Home > Uganda > Encounter with the Gorilla > Travelogue day 12
July 24 August 15 2011 (23 days)
I feel much better when I get up in the morning. Still, I hold back at the breakfast buffet. Other travelers went to the disco last night—it was a fun experience. I leave Hoima heading toward the chimpanzees. The road is a dirt road again—a so-called “dirty road,” full of potholes and bumps. This road is known as one of the worst in Uganda. Yay… (not). Just outside Hoima, the bumpiness begins. Edwin skillfully steers the bus around the holes, sometimes driving on the left side of the road, sometimes on the right. When meeting oncoming traffic, it often becomes a game of who can stay on the best part of the road the longest. I am often surprised that the side mirrors never touch. Cyclists and motorbikes hardly play along; the ideal line isn’t adjusted for them. Even when they ride on the opposite lane, they have to swerve to avoid cars. Pedestrians jump onto the grassy edges for safety. Edwin drives a few hundred meters behind Jampa. The dust from the first bus settles over the streets, houses, and people.
Sometimes the dust from passing cars is so thick that Edwin must stop because he can’t see his hand in front of his face. Everything turns orange. Even inside the bus, a thick layer of dust covers everything. Strangely, children still wave at me enthusiastically along the route. I notice many unfinished houses along the roadside. Many are started with clay bricks but never completed. Shrubs and even trees grow from the remnants. Other unfinished houses are already occupied. The building style is mostly the same: each hut about five meters wide, often built in groups of three or four. The front has only a double metal door, the front wall up to four meters high, and the roof sloping backward. Sometimes there’s a small overhang above the entrance. Goods are sold from the huts, displayed on the veranda. I approach a town and the inhabited world again. The road is paved. In the town center, I have a pizza for lunch. Across the street is a bank ATM, but the line is long and barely moving. I decide not to wait. In two days, I will have another chance to withdraw money, and I think I have just enough for that. I continue toward Kibale Forest National Park, passing countless tea plantations covering entire hillsides. Frank shows me how the tea grows and is harvested. Once a week, the young leaves are picked for tea production. Pickers can collect about 90 kilos per day, earning only 65 shillings per kilo.
By five o’clock, I arrive at Chimps Nest Lodge, just as it starts to rain a little. The cottages are spread widely through the forest, some up to a fifteen-minute walk from the main area. Because of the distance, I am not allowed to walk to the restaurant alone in the dark; there may be wild animals around. My cottage is closer. It’s a wooden house with a large balcony. The shower and toilet are outside, attached to the house.
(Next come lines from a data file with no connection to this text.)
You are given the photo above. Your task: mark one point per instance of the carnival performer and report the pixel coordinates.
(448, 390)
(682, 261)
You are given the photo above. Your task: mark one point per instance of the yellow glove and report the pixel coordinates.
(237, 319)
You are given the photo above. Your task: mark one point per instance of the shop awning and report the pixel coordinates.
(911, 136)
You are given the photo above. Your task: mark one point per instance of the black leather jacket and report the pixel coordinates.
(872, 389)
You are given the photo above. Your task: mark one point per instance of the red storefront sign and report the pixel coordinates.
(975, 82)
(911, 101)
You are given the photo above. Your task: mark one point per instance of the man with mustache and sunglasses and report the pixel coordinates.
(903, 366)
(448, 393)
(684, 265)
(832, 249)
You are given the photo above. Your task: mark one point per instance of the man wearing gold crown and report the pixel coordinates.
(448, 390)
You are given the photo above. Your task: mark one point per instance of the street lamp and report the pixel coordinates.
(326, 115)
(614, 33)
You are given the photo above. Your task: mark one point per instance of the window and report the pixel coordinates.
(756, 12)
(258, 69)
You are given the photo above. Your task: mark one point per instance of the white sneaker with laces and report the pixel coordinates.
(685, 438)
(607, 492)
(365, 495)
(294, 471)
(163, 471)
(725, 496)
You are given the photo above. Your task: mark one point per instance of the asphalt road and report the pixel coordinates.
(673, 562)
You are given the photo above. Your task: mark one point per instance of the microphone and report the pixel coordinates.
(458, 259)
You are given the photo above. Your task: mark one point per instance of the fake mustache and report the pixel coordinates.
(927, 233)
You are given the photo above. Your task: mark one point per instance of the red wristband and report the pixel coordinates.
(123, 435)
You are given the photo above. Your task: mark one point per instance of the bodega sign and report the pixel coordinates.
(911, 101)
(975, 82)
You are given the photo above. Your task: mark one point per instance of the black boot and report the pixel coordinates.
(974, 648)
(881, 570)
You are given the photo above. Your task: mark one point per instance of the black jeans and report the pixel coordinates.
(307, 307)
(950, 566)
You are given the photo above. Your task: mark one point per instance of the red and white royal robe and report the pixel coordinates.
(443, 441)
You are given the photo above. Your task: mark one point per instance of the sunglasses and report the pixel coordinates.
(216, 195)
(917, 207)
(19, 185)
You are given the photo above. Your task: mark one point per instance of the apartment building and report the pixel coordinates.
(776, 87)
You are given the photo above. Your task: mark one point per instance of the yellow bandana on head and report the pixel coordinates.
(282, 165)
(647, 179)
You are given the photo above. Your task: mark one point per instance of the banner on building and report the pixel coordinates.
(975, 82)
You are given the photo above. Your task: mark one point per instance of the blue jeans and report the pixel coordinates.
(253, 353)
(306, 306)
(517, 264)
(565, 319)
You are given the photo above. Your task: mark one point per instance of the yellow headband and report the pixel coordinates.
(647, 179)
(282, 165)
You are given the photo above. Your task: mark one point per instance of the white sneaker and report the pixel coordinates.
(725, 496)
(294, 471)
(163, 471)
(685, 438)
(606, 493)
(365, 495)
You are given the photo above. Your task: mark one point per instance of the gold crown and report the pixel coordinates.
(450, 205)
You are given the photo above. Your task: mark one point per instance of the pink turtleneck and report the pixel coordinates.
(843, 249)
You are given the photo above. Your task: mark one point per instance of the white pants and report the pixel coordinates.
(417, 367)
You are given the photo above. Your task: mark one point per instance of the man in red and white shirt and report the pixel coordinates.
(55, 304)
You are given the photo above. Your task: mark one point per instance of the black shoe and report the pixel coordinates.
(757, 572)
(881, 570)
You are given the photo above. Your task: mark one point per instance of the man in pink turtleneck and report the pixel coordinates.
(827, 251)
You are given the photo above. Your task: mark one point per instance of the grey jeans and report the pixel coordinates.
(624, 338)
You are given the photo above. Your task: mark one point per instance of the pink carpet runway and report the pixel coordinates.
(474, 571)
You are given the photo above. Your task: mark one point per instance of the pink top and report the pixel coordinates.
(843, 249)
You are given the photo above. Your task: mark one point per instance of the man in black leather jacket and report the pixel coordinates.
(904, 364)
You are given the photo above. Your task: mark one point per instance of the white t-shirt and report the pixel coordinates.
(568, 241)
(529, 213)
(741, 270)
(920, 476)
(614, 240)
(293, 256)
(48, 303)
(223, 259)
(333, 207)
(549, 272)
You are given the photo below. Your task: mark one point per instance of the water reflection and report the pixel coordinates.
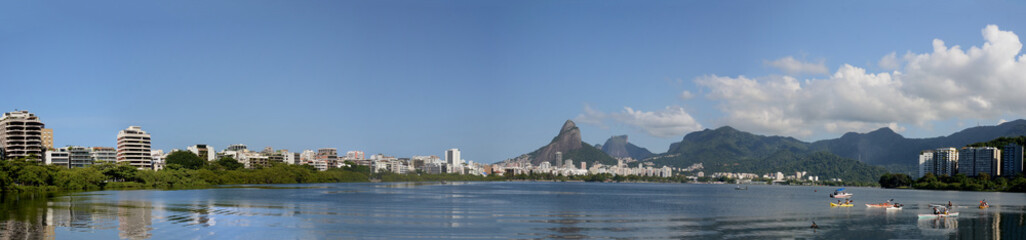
(488, 210)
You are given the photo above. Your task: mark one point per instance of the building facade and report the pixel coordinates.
(57, 157)
(104, 155)
(973, 161)
(1012, 160)
(133, 148)
(203, 151)
(22, 135)
(79, 156)
(926, 163)
(47, 138)
(452, 159)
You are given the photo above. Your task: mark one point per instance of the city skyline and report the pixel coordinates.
(496, 79)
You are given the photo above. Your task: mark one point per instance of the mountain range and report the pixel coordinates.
(618, 147)
(883, 147)
(854, 156)
(568, 144)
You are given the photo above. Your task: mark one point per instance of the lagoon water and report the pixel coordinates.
(504, 210)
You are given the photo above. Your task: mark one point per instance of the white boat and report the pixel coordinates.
(932, 215)
(840, 195)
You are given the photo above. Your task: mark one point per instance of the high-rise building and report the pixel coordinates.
(104, 155)
(973, 161)
(203, 151)
(559, 159)
(57, 157)
(21, 135)
(454, 160)
(1012, 160)
(355, 155)
(945, 161)
(79, 156)
(328, 156)
(47, 138)
(133, 148)
(236, 148)
(926, 164)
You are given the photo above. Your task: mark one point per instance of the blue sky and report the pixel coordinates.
(498, 78)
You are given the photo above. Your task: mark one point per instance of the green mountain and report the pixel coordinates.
(729, 150)
(883, 147)
(569, 145)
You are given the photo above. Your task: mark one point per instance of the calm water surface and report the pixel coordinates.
(520, 210)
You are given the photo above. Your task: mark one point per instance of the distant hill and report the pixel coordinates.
(883, 147)
(568, 143)
(726, 149)
(618, 147)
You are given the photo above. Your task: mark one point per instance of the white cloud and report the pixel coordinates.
(671, 122)
(793, 67)
(668, 123)
(948, 83)
(686, 95)
(890, 62)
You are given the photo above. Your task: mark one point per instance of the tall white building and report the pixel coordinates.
(58, 157)
(926, 163)
(133, 148)
(454, 160)
(104, 154)
(945, 161)
(203, 151)
(973, 161)
(22, 135)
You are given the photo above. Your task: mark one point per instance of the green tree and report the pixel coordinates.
(186, 159)
(229, 163)
(895, 181)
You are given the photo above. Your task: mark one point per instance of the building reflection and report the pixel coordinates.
(134, 219)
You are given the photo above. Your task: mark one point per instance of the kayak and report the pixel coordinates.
(931, 215)
(946, 205)
(840, 195)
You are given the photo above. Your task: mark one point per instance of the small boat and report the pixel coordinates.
(840, 195)
(932, 215)
(841, 205)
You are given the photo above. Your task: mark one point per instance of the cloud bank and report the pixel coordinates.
(793, 67)
(950, 82)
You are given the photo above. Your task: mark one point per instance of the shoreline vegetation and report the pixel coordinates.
(982, 183)
(186, 170)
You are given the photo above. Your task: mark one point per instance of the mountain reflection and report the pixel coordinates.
(491, 210)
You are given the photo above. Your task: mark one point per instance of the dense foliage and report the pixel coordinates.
(25, 175)
(961, 183)
(1001, 142)
(186, 159)
(727, 150)
(892, 181)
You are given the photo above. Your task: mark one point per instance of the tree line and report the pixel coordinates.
(958, 182)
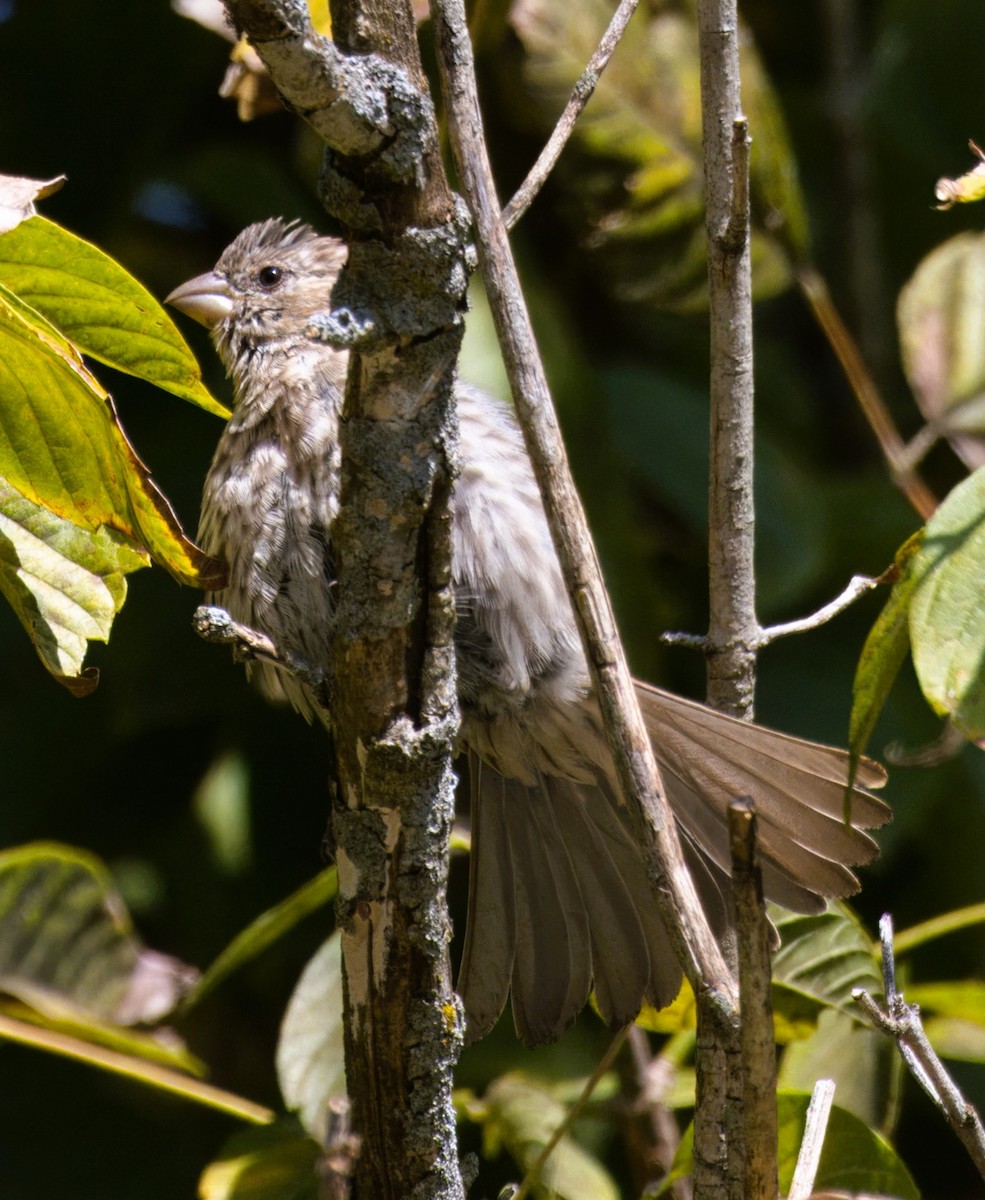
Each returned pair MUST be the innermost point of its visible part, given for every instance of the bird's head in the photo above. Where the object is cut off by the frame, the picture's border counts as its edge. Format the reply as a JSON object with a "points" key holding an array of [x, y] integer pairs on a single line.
{"points": [[264, 288]]}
In the evening, the shower is heated with a fireplace, lit for me daily at six o’clock. The cottages also have electricity, as long as the solar power lasts, so I am advised to use it sparingly. All in all, it’s an exciting setting as a base for visiting the chimpanzees tomorrow. After dinner, one of the staff guides me back to my cottage. I quickly understand why I shouldn’t walk the pitch-dark paths alone. The guides mention that an elephant may be nearby. Fortunately—or unfortunately—I don’t encounter it in this thrilling environment.